While a previous episode of depression was not associated with a current depression (OR 1.35 [0.4 - 4.0] p = 0.585), a previous history of depression was associated with being currently suicidal in both univariate (OR 2.7 [0 - 8 - 8.2] p = 0.082) and multivariate analysis (AOR 3.4 [0.8 - 14] p = 0.097) making women close to three times more likely to be suicidal, at borderline significance (see Table 2).

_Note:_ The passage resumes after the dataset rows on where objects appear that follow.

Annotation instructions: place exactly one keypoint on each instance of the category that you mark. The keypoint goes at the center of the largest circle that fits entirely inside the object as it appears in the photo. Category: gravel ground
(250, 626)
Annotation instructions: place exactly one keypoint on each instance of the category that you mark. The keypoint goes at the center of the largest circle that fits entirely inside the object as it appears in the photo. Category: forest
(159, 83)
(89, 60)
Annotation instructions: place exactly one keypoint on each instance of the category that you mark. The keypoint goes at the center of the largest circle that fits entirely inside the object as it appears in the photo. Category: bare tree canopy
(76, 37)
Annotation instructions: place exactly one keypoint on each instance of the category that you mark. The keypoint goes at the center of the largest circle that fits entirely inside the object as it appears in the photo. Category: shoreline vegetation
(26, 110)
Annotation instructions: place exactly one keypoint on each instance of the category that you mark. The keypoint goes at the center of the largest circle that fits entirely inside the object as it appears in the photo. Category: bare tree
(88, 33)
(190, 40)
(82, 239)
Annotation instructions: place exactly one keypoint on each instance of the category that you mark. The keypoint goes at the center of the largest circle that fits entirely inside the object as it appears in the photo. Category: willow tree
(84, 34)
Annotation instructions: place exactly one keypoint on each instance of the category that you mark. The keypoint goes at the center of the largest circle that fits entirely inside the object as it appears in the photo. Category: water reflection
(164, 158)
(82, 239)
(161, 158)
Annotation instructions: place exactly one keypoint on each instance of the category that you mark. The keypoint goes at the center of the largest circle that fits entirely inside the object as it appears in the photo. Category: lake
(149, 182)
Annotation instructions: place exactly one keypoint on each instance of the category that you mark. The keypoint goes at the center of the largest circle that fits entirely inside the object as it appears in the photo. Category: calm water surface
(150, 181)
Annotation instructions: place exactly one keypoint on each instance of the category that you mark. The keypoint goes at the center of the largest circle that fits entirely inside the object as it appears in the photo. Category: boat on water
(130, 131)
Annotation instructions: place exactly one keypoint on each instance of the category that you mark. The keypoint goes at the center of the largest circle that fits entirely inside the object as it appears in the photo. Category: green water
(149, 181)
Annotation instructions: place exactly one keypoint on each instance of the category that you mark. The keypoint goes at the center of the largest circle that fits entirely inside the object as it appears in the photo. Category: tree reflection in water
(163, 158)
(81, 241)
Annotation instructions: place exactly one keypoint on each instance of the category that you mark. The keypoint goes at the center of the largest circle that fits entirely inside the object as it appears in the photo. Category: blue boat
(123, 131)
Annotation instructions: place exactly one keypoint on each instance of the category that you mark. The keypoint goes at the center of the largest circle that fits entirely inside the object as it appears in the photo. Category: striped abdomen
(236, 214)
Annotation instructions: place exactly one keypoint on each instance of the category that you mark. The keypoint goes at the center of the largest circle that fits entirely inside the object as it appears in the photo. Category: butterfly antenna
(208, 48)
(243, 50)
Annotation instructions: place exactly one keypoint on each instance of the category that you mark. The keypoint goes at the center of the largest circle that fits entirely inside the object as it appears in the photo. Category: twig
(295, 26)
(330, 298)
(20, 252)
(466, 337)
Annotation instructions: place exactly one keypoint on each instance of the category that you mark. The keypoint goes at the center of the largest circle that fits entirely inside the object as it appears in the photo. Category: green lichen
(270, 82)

3.5. EPDS Suicidal Screening Item

Item 10 on the EPDS “the thought of harming myself has occurred to me” was found to have good sensitivity of 77% (CI 57 - 89) and excellent specificity of 92% (CI 83 - 96) for detecting suicide ideation; the positive likelyhood ratio (LR+) weighted by prevalence showed that women scoring positive on this EPDS item were almost four times more likely to be suicidal based on the SCID (AOR 3.83 [1.8 - 8]). Scoring positive on this item was significant regardless of whether women reported frequency of “thoughts of self-harm” to be: hardly ever (p = 0.010) sometimes (p = 0.000) or quite often (p = 0.000) on EPDS Item 10.

3.6. HIV Status

HIV test results for the women enrolled in this study indicated that high numbers of women 49/109 (44.9%) were HIV-positive. Equal numbers of HIV-positive women were suicidal (n = 15/30) when compared to HIVnegative women (n = 15/30). Of the three women who were not depressed, but were suicidal, 2/3 were HIVpositive.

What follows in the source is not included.